Con felt like hitting his sister because for a moment he’d really hoped. “That’s rich! Two children walking into Buckingham Palace with a crazy story about yetis. Who on earth would take any notice of us?”

  “No one,” said Ellen. “Of us. Of two children no one would take any notice. But of two hundred—or two thousand—or twenty thousand,” said Ellen, and her thin face looked as though someone had lit a lamp inside it. “We must have a demonstration, a March for the Yetis. We can demonstrate outside the palace. They’ll have to listen.”
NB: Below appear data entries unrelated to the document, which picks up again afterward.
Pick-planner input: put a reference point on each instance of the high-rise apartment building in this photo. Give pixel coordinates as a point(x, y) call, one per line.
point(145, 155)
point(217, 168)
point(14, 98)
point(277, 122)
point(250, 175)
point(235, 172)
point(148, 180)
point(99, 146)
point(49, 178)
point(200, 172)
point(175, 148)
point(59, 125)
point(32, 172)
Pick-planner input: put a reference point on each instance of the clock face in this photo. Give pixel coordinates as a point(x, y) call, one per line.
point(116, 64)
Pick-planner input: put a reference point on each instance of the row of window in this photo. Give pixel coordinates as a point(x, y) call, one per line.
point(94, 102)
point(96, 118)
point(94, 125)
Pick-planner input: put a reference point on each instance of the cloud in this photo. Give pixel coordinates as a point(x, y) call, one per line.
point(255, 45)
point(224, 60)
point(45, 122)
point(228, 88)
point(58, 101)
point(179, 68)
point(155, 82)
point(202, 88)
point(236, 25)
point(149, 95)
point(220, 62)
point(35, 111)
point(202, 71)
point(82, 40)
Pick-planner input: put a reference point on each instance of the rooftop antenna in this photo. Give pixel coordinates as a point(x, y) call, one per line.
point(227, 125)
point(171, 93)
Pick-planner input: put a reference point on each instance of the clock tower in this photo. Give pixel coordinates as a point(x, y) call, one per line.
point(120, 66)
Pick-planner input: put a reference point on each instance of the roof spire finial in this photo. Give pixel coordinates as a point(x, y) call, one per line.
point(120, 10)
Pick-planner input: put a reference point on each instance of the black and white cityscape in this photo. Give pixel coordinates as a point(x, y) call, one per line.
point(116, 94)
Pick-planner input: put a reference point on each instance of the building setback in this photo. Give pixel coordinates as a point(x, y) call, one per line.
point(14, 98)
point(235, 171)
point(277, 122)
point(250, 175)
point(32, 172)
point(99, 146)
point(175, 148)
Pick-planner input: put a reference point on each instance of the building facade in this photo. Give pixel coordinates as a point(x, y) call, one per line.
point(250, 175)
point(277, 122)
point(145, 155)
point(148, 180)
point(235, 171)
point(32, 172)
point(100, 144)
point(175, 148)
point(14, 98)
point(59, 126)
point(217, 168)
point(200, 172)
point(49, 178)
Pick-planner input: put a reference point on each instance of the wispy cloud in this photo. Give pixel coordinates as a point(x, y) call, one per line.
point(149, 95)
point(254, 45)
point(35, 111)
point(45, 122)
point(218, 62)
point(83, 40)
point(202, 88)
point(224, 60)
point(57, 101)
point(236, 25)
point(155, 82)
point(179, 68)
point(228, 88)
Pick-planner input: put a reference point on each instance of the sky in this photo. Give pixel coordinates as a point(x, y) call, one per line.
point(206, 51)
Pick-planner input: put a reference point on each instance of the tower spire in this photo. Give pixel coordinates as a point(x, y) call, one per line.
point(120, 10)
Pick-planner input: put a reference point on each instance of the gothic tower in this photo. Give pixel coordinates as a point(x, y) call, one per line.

  “That won’t be easy,” said Perry, who was stirring three spoonfuls of sugar into each teacup. He knew that when you are tired and depressed, sweet tea is just the thing. “I’ve been to one or two demos in my time, and they take weeks to organize, and you have to have permission from the police or they just come and break it up. And even so, nothing much changes.”

  They were quiet for a moment, sipping their scalding tea. Then Ellen said, “What else can we do?”

  And, as usual, she was right.

  So Perry went out for fish and chips, while Con and Ellen started making posters. Con’s said, ON THURSDAY THE YETIS WILL DIE … UNLESS YOU COME! and then gave the time and place for the demonstration—Buckingham Palace, two o’clock. Ellen’s said, PLEASE, PLEASE, IF YOU CARE ABOUT ANYTHING, CARE ABOUT THIS …

  “Right,” said Perry, when they had eaten their fish and chips and wiped the grease off their fingers. “It’s just before five. I’ll go and get these copied. Then you’ll have to get to work.”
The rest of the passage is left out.